After finishing medical school, she returned to the New York City area to do her clerkships and residency.  “Child care was not available, and I often had to take my son to work with me,” she says.  “I would lock him in the on-call room.  He hated the whole idea.”

Wanting at first to be a pathologist – “There’s something very intrusive about pathology, surgery and psychiatry; they’re all very voyeuristic” – she eventually chose psychiatry.  She soon became “addicted” to inpatient psychiatry, working in a number of jobs in the Bronx and upper Manhattan.  She came to SBH 2 ½ years ago.

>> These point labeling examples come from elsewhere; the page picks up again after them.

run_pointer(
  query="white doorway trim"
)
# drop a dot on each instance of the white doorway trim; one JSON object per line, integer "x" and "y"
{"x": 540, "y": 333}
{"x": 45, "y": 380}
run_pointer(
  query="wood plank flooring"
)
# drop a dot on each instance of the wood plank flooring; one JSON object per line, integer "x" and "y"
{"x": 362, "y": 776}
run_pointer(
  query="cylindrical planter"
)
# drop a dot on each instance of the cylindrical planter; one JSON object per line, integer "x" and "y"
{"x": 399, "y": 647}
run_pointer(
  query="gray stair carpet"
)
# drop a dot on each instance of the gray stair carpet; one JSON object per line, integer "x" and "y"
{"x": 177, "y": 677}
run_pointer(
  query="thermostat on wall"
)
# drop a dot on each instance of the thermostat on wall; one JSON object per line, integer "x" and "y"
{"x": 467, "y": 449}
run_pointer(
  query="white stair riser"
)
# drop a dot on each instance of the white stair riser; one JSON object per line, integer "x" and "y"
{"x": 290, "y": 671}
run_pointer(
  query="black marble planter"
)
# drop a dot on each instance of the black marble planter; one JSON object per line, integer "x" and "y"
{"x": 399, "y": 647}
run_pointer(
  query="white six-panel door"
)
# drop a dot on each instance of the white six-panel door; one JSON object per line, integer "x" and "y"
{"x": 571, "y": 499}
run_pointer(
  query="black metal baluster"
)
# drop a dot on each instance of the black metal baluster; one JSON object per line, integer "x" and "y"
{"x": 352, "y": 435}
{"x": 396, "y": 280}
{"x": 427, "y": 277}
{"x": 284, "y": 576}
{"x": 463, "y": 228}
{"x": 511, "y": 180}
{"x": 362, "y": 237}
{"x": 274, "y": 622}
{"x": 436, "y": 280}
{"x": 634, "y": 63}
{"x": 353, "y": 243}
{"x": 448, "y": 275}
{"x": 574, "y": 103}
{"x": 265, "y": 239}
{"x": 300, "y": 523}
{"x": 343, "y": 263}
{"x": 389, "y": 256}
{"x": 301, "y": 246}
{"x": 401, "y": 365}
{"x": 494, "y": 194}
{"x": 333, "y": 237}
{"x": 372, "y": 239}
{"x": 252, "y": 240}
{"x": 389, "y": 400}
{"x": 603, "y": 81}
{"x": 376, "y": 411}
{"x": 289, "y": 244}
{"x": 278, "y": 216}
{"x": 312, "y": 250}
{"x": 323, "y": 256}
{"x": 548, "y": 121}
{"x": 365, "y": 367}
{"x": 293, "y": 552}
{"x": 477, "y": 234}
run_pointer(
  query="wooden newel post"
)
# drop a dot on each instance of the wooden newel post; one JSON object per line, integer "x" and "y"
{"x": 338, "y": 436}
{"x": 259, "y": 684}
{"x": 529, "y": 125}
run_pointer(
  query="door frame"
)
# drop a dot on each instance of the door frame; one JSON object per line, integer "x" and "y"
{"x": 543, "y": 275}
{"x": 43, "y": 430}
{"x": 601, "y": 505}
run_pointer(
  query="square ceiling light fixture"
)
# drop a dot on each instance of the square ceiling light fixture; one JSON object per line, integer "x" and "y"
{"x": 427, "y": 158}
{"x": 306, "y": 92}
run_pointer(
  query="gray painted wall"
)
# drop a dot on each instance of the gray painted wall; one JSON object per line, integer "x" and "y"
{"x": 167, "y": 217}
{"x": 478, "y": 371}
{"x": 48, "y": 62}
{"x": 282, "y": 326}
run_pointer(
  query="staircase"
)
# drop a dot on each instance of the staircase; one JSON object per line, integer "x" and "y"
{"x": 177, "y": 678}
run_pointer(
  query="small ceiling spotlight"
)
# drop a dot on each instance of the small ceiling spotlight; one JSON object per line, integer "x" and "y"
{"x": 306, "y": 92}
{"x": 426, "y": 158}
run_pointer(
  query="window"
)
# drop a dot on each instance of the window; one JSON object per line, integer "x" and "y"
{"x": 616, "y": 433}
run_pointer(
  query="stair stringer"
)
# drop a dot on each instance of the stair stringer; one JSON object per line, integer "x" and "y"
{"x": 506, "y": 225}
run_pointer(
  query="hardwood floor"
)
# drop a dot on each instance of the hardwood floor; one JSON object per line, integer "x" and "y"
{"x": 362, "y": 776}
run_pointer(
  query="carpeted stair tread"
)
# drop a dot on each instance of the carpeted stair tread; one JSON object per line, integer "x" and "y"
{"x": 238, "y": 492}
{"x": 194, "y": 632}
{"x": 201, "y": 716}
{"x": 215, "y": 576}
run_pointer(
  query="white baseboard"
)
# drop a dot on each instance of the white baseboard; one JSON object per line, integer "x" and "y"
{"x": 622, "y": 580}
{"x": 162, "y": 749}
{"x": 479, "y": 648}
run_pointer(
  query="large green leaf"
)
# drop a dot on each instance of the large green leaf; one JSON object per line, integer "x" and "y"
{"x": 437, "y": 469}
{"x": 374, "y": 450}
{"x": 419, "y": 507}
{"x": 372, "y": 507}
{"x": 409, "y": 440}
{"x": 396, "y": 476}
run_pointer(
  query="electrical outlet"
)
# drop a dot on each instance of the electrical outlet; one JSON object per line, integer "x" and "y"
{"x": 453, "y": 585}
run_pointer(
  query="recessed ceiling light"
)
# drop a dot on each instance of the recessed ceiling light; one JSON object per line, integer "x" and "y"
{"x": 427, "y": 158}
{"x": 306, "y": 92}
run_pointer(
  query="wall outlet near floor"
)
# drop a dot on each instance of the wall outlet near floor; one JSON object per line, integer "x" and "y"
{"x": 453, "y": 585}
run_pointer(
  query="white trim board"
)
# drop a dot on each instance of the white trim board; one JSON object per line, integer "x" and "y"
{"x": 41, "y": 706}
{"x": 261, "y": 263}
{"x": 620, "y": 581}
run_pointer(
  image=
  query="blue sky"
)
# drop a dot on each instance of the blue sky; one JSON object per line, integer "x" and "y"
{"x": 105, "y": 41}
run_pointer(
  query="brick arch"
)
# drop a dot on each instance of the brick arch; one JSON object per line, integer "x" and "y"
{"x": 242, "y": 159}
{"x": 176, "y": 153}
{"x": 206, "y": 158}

Was it all worth it?  To answer this question, she quotes a very frenetic pediatrician she shadowed years ago.  “He said, ‘If I knew what it was going to involve, I probably wouldn’t have done it.  But I’m glad I did.’ ”

And whatever happened to Dr. O’Hagan’s son? “He went to work on Wall Street and hated it and was awful at it,” says his mother.  “And all he heard at home was about patients from my husband and me, and he said ‘Enough.’.”

After several years, however, the young man had a change of heart.  Today, according to his mother, he loves his job.  Dr. Andrew O’Hagan also works as a psychiatrist at SBH, in the emergency department.